Cruz hopes to 'soon' renounce Canadian citizenship
AUSTIN — Canada-born Sen. Ted Cruz has yet to renounce his birth country's citizenship as promised — but a spokeswoman said Saturday that the Tea Party darling plans to have that finished soon.
Catherine Frazier, a spokeswoman for the junior senator from Texas, said lawyers are preparing the necessary paperwork.
The 43-year-old Cruz “has been fully focused on fighting for Texans' values and interests in the Senate for the last year,” Frazier said via email. “He looks forward to the process being completed soon.”
Cruz hasn't been in office for a year, but already helped spark the budget fight that led to a partial government shutdown in October, and is being mentioned as a possible 2016 Republican presidential contender.
Frazier's response comes after Canadian immigration attorney Richard Kurland suggested Friday that the process is relatively simple and quick. Kurland wondered what is taking Cruz so long.
Amid questions this summer about his eligibility for the White House, Cruz released his birth certificate in August to the Dallas Morning News and pledged to renounce his Canadian citizenship. Cruz said then that his mother had been told he would have to take affirmative action to claim Canadian citizenship — and the fact he automatically received it at birth was news to him.
“If he's attempting to bring our system into disrepute by suggesting it's lengthy and complex, it's just not true,” said Kurland, who's based in Vancouver. “Revocation is one of the fastest processes in our system.”
The citizenship issue is a thorny one for Cruz, since some conservatives accused President Obama of being born in Kenya and thus not eligible to be president. Obama is an American citizen; his father was Kenyan, his mother American and he was born in Hawaii.

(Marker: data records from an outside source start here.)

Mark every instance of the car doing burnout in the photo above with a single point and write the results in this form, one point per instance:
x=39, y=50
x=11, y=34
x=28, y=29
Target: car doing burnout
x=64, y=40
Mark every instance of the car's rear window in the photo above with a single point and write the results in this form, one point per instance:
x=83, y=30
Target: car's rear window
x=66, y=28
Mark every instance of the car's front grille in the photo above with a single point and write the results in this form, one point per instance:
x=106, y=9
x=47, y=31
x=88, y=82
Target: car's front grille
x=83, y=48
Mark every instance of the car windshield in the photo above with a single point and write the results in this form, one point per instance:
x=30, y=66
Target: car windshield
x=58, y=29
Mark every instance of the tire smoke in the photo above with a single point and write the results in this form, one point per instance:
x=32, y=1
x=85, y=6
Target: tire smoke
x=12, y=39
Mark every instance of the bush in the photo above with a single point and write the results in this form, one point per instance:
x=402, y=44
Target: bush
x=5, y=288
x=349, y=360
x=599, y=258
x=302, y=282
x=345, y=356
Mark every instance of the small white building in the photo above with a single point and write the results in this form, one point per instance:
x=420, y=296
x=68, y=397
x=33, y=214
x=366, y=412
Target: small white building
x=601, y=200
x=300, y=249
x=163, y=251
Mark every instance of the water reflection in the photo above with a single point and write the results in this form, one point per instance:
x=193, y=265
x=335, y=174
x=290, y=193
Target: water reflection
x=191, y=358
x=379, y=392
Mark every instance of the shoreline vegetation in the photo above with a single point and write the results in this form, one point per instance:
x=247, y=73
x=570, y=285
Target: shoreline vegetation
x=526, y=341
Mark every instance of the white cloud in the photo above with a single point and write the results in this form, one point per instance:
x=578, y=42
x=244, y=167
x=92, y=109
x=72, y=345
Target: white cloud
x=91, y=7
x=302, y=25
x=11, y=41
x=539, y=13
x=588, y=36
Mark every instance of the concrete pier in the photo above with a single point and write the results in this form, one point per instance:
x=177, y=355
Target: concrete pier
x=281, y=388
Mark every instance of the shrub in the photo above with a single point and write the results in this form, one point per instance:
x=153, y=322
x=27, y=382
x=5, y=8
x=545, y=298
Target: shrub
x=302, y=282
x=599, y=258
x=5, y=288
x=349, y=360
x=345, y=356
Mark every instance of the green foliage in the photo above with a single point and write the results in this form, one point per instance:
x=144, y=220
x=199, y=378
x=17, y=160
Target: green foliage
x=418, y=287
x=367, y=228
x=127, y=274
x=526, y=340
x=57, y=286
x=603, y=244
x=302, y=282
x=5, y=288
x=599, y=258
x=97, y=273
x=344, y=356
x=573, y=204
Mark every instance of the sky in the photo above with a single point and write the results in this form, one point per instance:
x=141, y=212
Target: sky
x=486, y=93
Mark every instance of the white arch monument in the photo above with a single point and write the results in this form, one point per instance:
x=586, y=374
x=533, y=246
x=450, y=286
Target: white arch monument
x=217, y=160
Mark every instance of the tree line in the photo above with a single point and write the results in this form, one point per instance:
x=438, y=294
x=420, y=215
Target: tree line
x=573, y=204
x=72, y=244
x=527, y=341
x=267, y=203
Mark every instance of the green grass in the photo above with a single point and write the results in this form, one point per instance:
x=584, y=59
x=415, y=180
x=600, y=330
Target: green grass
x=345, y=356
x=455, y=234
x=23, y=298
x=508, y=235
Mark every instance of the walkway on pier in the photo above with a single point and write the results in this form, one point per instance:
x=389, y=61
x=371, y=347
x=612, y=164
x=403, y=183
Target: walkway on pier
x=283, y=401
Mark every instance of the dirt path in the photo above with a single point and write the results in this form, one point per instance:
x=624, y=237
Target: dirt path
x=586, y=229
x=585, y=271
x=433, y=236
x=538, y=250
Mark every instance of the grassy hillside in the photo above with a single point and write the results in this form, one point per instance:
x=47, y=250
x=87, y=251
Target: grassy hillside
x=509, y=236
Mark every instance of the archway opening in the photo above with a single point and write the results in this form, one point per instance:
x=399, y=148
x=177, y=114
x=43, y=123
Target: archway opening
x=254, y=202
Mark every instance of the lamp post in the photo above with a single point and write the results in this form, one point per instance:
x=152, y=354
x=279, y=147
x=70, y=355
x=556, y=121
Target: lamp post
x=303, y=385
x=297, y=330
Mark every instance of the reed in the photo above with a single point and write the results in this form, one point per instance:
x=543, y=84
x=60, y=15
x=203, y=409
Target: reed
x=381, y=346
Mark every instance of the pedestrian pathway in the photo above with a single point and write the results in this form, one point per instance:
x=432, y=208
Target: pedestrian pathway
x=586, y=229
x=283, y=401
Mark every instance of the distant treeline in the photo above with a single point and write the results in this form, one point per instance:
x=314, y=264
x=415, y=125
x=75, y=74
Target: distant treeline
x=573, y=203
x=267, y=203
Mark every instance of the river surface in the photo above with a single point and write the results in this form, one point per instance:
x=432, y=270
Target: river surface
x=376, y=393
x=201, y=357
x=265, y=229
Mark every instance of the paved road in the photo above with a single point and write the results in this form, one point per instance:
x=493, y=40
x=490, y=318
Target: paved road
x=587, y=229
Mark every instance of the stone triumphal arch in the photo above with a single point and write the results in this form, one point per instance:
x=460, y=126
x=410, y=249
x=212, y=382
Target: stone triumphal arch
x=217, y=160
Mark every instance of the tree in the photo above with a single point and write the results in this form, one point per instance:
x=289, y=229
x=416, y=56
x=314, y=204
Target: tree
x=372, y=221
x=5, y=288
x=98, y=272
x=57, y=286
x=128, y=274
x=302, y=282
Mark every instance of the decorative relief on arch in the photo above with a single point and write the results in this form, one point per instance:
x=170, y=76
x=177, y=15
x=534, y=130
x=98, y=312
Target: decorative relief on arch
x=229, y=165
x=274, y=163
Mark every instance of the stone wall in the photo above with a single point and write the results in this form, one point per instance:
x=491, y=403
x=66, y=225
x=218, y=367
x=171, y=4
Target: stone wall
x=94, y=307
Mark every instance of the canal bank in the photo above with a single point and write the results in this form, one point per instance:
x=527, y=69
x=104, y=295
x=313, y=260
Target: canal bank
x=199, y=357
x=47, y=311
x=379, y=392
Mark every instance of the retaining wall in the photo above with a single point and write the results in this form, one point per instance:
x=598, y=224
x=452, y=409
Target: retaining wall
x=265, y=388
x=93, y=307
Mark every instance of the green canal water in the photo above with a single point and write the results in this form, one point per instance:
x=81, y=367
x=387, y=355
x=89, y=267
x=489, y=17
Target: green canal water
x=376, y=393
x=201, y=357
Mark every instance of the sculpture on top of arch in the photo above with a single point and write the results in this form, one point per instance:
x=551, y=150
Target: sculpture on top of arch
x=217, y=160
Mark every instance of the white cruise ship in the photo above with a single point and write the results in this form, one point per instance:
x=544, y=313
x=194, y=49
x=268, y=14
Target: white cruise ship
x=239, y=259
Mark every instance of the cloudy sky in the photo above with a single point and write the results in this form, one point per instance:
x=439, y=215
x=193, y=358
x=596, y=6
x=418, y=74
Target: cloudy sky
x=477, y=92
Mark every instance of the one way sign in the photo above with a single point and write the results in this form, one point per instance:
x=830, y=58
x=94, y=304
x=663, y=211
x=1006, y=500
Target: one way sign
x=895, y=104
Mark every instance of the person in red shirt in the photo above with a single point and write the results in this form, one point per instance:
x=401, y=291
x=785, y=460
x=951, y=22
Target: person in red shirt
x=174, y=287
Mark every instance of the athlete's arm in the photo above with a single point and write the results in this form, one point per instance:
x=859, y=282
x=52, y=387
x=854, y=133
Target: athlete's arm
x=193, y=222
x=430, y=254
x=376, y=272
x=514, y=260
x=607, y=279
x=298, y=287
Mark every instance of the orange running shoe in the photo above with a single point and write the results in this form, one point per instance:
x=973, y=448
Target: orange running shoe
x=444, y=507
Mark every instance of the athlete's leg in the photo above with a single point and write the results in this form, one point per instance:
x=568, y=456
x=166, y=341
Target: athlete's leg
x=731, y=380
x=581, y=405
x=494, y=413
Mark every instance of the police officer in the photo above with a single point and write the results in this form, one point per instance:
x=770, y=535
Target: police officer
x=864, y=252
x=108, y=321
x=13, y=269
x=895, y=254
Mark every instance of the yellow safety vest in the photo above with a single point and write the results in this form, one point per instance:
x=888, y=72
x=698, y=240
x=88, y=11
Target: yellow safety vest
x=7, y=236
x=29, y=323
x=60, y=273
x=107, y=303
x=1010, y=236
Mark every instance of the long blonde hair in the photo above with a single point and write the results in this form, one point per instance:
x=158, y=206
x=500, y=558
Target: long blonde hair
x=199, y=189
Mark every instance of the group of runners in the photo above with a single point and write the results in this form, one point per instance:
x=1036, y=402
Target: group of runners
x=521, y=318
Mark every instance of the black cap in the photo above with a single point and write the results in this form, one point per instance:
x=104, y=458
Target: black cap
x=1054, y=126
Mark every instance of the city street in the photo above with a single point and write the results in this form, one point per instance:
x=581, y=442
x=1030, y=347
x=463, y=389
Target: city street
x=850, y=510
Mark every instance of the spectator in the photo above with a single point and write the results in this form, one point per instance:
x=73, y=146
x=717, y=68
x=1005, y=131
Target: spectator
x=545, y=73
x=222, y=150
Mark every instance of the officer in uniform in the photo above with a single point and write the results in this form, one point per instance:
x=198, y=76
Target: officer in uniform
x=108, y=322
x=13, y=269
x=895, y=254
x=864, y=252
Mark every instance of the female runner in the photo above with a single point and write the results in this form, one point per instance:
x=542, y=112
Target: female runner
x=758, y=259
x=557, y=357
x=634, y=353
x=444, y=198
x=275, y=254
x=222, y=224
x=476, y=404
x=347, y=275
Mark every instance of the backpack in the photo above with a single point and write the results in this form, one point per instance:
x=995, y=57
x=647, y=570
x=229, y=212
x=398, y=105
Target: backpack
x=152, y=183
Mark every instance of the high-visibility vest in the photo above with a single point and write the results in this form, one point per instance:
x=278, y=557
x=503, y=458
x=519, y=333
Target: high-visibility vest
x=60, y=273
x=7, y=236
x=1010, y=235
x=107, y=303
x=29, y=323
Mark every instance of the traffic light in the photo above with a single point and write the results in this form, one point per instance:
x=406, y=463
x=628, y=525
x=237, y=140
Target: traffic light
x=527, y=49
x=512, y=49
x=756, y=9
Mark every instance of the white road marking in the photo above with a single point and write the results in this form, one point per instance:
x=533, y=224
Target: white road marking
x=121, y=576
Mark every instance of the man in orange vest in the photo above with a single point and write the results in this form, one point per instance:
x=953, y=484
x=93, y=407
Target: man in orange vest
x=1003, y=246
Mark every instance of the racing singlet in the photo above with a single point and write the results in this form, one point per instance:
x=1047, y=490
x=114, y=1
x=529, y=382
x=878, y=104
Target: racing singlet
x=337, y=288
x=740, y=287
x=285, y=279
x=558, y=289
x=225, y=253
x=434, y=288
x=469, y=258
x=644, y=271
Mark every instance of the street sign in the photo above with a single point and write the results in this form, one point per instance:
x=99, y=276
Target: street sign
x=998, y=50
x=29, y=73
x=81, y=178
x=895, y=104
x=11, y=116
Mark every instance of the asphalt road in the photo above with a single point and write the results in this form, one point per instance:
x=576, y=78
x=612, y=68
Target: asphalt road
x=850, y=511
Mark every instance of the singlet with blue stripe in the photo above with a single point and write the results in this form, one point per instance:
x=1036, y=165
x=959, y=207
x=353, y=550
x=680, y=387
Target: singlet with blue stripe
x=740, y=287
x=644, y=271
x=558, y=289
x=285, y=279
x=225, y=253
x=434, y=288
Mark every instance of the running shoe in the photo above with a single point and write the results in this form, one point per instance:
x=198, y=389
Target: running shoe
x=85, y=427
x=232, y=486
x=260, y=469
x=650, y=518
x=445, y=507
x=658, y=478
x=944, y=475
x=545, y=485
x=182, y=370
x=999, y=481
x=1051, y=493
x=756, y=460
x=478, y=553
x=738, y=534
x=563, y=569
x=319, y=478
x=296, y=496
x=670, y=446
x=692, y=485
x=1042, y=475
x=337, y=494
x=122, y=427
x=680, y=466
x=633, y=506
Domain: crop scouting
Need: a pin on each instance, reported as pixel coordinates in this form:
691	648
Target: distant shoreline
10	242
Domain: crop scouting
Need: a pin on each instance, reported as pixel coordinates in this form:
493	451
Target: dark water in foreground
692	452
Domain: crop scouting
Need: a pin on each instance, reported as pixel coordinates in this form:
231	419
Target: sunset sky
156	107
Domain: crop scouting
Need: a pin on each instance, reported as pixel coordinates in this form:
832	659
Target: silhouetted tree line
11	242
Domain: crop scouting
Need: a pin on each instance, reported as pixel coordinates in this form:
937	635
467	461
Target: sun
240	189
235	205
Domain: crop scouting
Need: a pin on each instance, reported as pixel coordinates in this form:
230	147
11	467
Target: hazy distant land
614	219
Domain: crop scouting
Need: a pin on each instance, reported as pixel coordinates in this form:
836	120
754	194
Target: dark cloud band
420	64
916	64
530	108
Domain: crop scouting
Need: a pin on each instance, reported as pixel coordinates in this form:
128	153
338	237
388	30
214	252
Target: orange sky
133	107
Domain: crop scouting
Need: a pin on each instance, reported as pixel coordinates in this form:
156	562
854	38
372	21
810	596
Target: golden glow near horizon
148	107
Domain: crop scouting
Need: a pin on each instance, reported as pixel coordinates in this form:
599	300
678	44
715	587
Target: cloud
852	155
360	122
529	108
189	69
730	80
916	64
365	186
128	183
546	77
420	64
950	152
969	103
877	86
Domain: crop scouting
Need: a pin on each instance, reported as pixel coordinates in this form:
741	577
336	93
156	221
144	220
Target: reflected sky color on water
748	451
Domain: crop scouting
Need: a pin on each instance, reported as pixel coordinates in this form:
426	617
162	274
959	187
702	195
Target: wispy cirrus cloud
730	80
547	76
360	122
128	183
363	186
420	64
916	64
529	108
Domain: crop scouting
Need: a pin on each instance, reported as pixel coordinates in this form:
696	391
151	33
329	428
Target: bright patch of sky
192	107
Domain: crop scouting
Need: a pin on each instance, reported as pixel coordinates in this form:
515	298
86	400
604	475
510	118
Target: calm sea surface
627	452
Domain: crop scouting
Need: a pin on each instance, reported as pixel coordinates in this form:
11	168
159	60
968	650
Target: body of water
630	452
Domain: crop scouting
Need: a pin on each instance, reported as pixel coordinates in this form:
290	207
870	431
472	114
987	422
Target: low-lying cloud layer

Cruz was born in Calgary, Alberta, in 1970, while his parents were working in the Canadian oil business. His mother, Eleanor, was born in Delaware, while his father, Rafael, is a Cuban who didn't become a U.S. citizen until 2005.
The Constitution says only a “natural born citizen” may be president. Legal scholars, though, generally agree the description covers foreign-born children of U.S. parents. Canada, like the United States, gives automatic citizenship to anyone born on its soil.
Previous foreign-born Americans — notably Republicans John McCain and George Romney — have run for president with some mention but no serious challenges of their eligibility.